By Andrew Grant
An ill-fated gas cloud has begun a close encounter with the monstrous black hole at the center of the Milky Way, a fresh set of observations reveals. Astronomers don’t expect the cloud to emerge intact, resulting in an unprecedented view of our galaxy’s largest black hole feasting on its prey.
In December 2011, astronomers identified the gas cloud, called G2, and found that its orbit would bring it perilously close to the Milky Way’s central black hole by mid-2013. Nineteen months ago, the immense gravity of the black hole, which weighs in at about 4.3 million times the mass of the sun, was already squeezing and stretching the gas cloud as if it were pasta dough.
Now images captured in April with the Very Large Telescope in Chile show that the leading edge of G2 has whipped around the black hole’s far side. “The line of sight is such that the gas cloud is falling away from us toward the black hole,” says Stefan Gillessen of the Max Planck Institute for Extraterrestrial Physics in Garching, Germany. “Some material swung by the back side of the black hole and is now flying toward us.”
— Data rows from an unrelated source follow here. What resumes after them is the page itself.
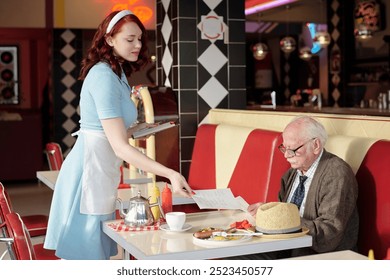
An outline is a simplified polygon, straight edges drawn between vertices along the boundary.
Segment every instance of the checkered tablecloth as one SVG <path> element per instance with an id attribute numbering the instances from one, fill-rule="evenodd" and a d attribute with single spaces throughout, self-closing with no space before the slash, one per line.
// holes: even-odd
<path id="1" fill-rule="evenodd" d="M 128 226 L 125 224 L 124 220 L 122 219 L 116 222 L 109 223 L 107 224 L 107 226 L 109 226 L 115 231 L 148 231 L 148 230 L 158 230 L 160 228 L 160 225 L 164 222 L 165 220 L 160 219 L 150 226 Z"/>

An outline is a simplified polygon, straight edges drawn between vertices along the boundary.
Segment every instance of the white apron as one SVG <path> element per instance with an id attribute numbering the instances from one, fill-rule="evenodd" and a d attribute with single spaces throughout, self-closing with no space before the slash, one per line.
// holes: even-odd
<path id="1" fill-rule="evenodd" d="M 119 159 L 103 131 L 82 129 L 84 172 L 80 212 L 105 215 L 115 211 L 120 181 Z"/>

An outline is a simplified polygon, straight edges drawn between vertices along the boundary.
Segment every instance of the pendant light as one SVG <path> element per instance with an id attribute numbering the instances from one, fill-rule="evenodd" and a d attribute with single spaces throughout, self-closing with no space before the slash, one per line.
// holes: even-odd
<path id="1" fill-rule="evenodd" d="M 326 12 L 323 9 L 324 0 L 320 0 L 320 12 L 322 14 L 323 24 L 318 24 L 317 32 L 314 37 L 314 42 L 318 43 L 321 48 L 326 48 L 330 44 L 330 35 L 327 31 L 327 21 L 326 21 Z M 324 16 L 325 14 L 325 16 Z"/>
<path id="2" fill-rule="evenodd" d="M 299 58 L 305 61 L 309 61 L 313 54 L 309 47 L 303 47 L 299 49 Z"/>
<path id="3" fill-rule="evenodd" d="M 261 17 L 261 13 L 258 13 L 257 14 L 257 23 L 258 23 L 258 27 L 257 27 L 257 34 L 258 34 L 258 43 L 253 45 L 252 46 L 252 53 L 253 53 L 253 57 L 256 59 L 256 60 L 263 60 L 267 54 L 268 54 L 268 47 L 266 44 L 262 43 L 261 42 L 261 21 L 260 21 L 260 17 Z"/>
<path id="4" fill-rule="evenodd" d="M 264 43 L 257 43 L 252 47 L 252 52 L 256 60 L 263 60 L 268 54 L 268 47 Z"/>
<path id="5" fill-rule="evenodd" d="M 286 5 L 286 11 L 287 15 L 289 13 L 290 6 Z M 282 40 L 280 40 L 280 49 L 284 53 L 291 53 L 293 52 L 297 47 L 297 42 L 295 39 L 291 36 L 289 36 L 289 17 L 287 17 L 287 36 L 284 37 Z"/>
<path id="6" fill-rule="evenodd" d="M 321 48 L 326 48 L 330 44 L 330 35 L 327 31 L 318 31 L 314 37 L 314 42 L 317 42 Z"/>
<path id="7" fill-rule="evenodd" d="M 280 40 L 280 49 L 284 53 L 291 53 L 296 49 L 296 47 L 297 42 L 291 36 L 284 37 L 282 40 Z"/>

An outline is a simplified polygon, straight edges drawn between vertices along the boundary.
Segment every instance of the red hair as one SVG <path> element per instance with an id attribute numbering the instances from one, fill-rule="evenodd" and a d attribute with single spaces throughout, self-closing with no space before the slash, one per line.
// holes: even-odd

“If you think of the cloud as a roller coaster train, the first carriage has already swung by the black hole,” Gillessen says. “The main part of the train is still in approach.”
The gas cloud is whizzing through space at up to 3,000 kilometers per second, 100 times the speed at which Earth orbits the sun and a whopping 1 percent of the speed of light. In just a few months, the black hole has not only accelerated the cloud to those speeds, but reversed the motion of the front side a full 180 degrees. The findings will appear in an upcoming Astrophysical Journal.
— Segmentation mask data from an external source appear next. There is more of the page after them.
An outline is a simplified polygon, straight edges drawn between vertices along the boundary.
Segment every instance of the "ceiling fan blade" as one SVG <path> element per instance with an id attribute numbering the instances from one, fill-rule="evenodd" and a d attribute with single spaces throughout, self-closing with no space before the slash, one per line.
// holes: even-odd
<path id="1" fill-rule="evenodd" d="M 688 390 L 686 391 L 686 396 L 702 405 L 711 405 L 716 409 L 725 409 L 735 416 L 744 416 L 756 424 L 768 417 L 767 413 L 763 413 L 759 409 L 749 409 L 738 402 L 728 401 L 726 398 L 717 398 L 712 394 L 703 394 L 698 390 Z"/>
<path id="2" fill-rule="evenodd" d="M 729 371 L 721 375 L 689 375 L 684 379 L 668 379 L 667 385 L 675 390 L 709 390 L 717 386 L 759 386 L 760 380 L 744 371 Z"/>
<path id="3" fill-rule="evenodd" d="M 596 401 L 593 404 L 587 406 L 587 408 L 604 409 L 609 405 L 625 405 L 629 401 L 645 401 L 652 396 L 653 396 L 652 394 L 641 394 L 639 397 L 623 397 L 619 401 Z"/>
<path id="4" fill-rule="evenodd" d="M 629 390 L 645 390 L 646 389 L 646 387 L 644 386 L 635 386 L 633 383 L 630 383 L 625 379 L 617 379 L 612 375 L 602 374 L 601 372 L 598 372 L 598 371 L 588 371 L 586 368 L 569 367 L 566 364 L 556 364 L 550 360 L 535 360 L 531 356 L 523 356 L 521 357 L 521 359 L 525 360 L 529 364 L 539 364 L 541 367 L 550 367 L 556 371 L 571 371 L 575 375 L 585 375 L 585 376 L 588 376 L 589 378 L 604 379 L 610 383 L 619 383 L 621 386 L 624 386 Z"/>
Gillessen and his team also found that the black hole has stretched G2 to twice its length last year. As a result, the researchers predict that the bulk of the cloud won’t make its closest approach to the black hole until early next year. When that happens, telescopes around the world will point at the galactic center to capture the drama.
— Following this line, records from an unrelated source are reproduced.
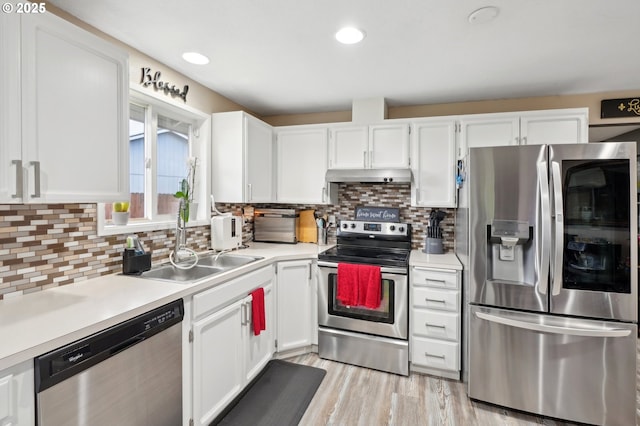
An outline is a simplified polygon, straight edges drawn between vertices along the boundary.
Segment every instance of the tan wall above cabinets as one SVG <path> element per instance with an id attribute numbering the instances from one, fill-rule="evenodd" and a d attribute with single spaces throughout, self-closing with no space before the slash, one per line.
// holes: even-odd
<path id="1" fill-rule="evenodd" d="M 603 99 L 617 99 L 634 97 L 640 94 L 638 90 L 588 93 L 571 96 L 540 96 L 532 98 L 499 99 L 477 102 L 458 102 L 450 104 L 414 105 L 402 107 L 388 107 L 387 118 L 416 118 L 440 117 L 447 115 L 485 114 L 495 112 L 537 111 L 561 108 L 589 108 L 589 125 L 640 123 L 638 118 L 600 118 L 600 101 Z M 262 117 L 262 120 L 272 126 L 288 126 L 295 124 L 337 123 L 350 122 L 351 111 L 325 112 L 318 114 L 274 115 Z"/>

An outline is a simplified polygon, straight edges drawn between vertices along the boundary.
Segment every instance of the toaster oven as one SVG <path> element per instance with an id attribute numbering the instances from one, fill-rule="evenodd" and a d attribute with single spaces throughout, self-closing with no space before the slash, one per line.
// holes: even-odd
<path id="1" fill-rule="evenodd" d="M 255 209 L 253 241 L 295 244 L 298 242 L 298 220 L 296 209 Z"/>

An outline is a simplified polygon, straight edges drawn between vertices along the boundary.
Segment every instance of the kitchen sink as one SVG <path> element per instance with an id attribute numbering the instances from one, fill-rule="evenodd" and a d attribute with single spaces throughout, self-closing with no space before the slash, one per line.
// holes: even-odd
<path id="1" fill-rule="evenodd" d="M 223 271 L 224 269 L 222 268 L 210 268 L 198 265 L 190 269 L 180 269 L 171 264 L 163 264 L 143 272 L 140 277 L 178 283 L 192 283 Z"/>
<path id="2" fill-rule="evenodd" d="M 192 268 L 180 269 L 170 263 L 164 263 L 143 272 L 140 278 L 189 284 L 260 259 L 263 258 L 226 253 L 221 255 L 206 253 L 199 255 L 198 263 Z M 187 260 L 179 265 L 189 266 L 191 262 L 192 260 Z"/>
<path id="3" fill-rule="evenodd" d="M 236 268 L 238 266 L 246 265 L 247 263 L 260 260 L 262 257 L 247 256 L 243 254 L 227 254 L 223 253 L 220 256 L 217 254 L 203 255 L 198 260 L 199 266 L 216 267 L 223 269 Z"/>

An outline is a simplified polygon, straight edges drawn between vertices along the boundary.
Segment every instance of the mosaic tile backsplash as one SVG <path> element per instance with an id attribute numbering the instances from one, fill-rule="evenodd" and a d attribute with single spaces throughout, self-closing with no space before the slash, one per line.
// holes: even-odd
<path id="1" fill-rule="evenodd" d="M 252 207 L 313 209 L 317 214 L 352 219 L 355 207 L 385 206 L 400 209 L 403 222 L 412 224 L 412 246 L 424 247 L 427 219 L 432 209 L 411 207 L 406 184 L 340 184 L 338 203 L 326 205 L 261 204 Z M 241 204 L 218 204 L 220 211 L 241 214 Z M 453 250 L 454 209 L 441 223 L 445 251 Z M 96 204 L 0 205 L 0 299 L 118 273 L 126 235 L 100 237 L 96 233 Z M 244 225 L 251 239 L 253 220 Z M 137 234 L 154 263 L 168 259 L 174 243 L 173 229 Z M 209 248 L 209 226 L 188 229 L 187 244 L 196 251 Z M 335 242 L 335 228 L 329 243 Z"/>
Dimitrios Giannios, an astrophysicist at Purdue University in West Lafayette, Ind., does not expect G2 to survive its encounter with the galaxy’s central black hole. The cloud will probably fade from view in coming months as it continues to stretch out, he says. But its remnants might gradually get funneled into the black hole within a few decades, culminating in a rare bright display as they approach the point of no return. “It would be a last echo of the death of this cloud,” he says.